В книге рассказывается история главного героя, который сталкивается с различными проблемами и препятствиями на протяжении всего своего путешествия. По пути он встречает множество второстепенных персонажей, которые играют важные роли в истории. Благодаря опыту главного героя книга исследует такие темы, как любовь, потеря, надежда и стойкость. По мере того, как главный герой преодолевает свои трудности, он усваивает ценные уроки жизни и растет как личность.
В книге рассказывается история главного героя, который сталкивается с различными проблемами и препятствиями на протяжении всего своего путешествия. По пути он встречает множество второстепенных персонажей, которые играют важные роли в истории. Благодаря опыту главного героя книга исследует такие темы, как любовь, потеря, надежда и стойкость. По мере того, как главный герой преодолевает свои трудности, он усваивает ценные уроки жизни и растет как личность.
Самый загадочный и скандально знаменитый из великих романов средневекового Китая, был написан в XVII веке.Имя автора не сохранилось, известен только псевдоним — Ланьлинский Насмешник.

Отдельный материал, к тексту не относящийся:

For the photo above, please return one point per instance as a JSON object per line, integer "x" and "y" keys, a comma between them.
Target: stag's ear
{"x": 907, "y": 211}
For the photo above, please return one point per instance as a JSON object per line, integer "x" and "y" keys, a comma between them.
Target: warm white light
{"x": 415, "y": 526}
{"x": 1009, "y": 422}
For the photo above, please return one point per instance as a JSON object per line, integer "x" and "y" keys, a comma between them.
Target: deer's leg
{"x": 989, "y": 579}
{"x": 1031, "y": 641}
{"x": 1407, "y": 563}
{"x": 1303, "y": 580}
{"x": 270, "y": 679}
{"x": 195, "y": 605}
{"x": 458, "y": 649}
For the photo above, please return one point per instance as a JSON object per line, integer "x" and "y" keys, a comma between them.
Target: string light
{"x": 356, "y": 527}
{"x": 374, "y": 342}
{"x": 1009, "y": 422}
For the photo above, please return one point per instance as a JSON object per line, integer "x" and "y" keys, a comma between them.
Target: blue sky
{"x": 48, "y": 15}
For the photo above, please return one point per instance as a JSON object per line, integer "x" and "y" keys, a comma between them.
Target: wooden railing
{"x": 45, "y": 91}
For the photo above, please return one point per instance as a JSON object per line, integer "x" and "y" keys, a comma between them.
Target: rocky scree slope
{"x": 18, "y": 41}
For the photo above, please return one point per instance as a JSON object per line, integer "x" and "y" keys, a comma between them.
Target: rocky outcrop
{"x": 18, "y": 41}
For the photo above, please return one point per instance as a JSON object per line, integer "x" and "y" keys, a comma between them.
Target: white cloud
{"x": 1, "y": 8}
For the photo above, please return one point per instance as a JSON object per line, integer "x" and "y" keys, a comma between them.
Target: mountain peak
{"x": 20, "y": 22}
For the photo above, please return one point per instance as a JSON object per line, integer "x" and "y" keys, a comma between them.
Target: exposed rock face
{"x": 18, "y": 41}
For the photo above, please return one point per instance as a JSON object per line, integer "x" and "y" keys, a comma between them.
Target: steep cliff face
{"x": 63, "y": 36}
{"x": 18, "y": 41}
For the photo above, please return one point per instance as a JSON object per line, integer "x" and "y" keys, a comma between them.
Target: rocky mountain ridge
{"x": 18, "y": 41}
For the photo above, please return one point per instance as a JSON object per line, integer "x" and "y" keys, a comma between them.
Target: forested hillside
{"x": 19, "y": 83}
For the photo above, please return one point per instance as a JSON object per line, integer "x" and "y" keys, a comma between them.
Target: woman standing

Это первый китайский роман реалистического свойства, считавшийся настолько неприличным, что полная публикация его запрещена в Китае до сих пор.В отличие от традиционных романов, где описывались мифологические или исторические события, «Цзинь, Пин, Мэй» рассказывается веселой жизни пройдохи-нувориша в окружении его четырех жен и многочисленных наложниц.
«Повесть о дупле» принадлежит к числу интереснейших произведений средневековой японской литературы эпохи Хэйан (794-1185). Автор ее неизвестен. Считается, что создание повести относится ко второй половине X века. «Повесть о дупле» — произведение крупной формы в двадцати главах, из произведений хэйанской литературы по объему она уступает только «Повести о Гэндзи» («Гэндзи-моногатари»).Сюжет «Повести о дупле» близок к буддийской житийной литературе: это описание жизни бодхисаттвы, возрожденного в Японии, чтобы указать людям Путь спасения.